We use the INSERT statement to insert authors to the table. Here we add two rows.

mysql> SELECT * FROM Writers;
+----+-------------------+
| Id | Name              |
+----+-------------------+
|  1 | Jack London       |
|  2 | Honore de Balzac  |
|  3 | Lion Feuchtwanger |
|  4 | Emile Zola        |
|  5 | Truman Capote     |
+----+-------------------+
5 rows in set (0.00 sec)

After executing the script, we use the mysql client tool to select all data from the Writers table.

Retrieving data

Now, that we have inserted some data into the database, we want to get it back.

#!/usr/bin/python
# -*- coding: utf-8 -*-

import MySQLdb as mdb

con = mdb.connect('localhost', 'testuser', 'test623', 'testdb');

with con: 

    cur = con.cursor()
    cur.execute("SELECT * FROM Writers")

    rows = cur.fetchall()

    for row in rows:
        print row

In this example, we retrieve all data from the Writers table.

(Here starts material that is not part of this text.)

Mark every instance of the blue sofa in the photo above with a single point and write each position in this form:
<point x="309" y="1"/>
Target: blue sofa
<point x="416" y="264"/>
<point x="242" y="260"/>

cur.execute("SELECT * FROM Writers")

This SQL statement selects all data from the Writers table.

rows = cur.fetchall()

The fetchall() method gets all records. It returns a result set. Technically, it is a tuple of tuples. Each of the inner tuples represent a row in the table.

for row in rows:
    print row

We print the data to the console, row by row.

$ ./retrieve.py
(1L, 'Jack London')
(2L, 'Honore de Balzac')
(3L, 'Lion Feuchtwanger')
(4L, 'Emile Zola')
(5L, 'Truman Capote')

This is the output of the example.


Returning all data at a time may not be feasible. We can fetch rows one by one.

#!/usr/bin/python
# -*- coding: utf-8 -*-

import MySQLdb as mdb

con = mdb.connect('localhost', 'testuser', 'test623', 'testdb');

with con:

    cur = con.cursor()
    cur.execute("SELECT * FROM Writers")

    for i in range(cur.rowcount):

        row = cur.fetchone()
        print row[0], row[1]

We again print the data from the Writers table to the console. This time, we fetch the rows one by one.

for i in range(cur.rowcount):

    row = cur.fetchone()
    print row[0], row[1]

We fetch the rows one by one using the fetchone() method. The rowcount property gives the number of rows returned by the SQL statement.

$ ./retrieve2.py
1 Jack London
2 Honore de Balzac
3 Lion Feuchtwanger
4 Emile Zola
5 Truman Capote

Output of the example.

The dictionary cursor

There are multiple cursor types in the MySQLdb module. The default cursor returns the data in a tuple of tuples. When we use a dictionary cursor, the data is sent in a form of Python dictionaries. This way we can refer to the data by their column names.

#!/usr/bin/python
# -*- coding: utf-8 -*-

import MySQLdb as mdb

con = mdb.connect('localhost', 'testuser', 'test623', 'testdb')

with con:

    cur = con.cursor(mdb.cursors.DictCursor)
    cur.execute("SELECT * FROM Writers LIMIT 4")

    rows = cur.fetchall()

    for row in rows:
        print row["Id"], row["Name"]

In this example, we get the first four rows of the Writers table using the dictionary cursor.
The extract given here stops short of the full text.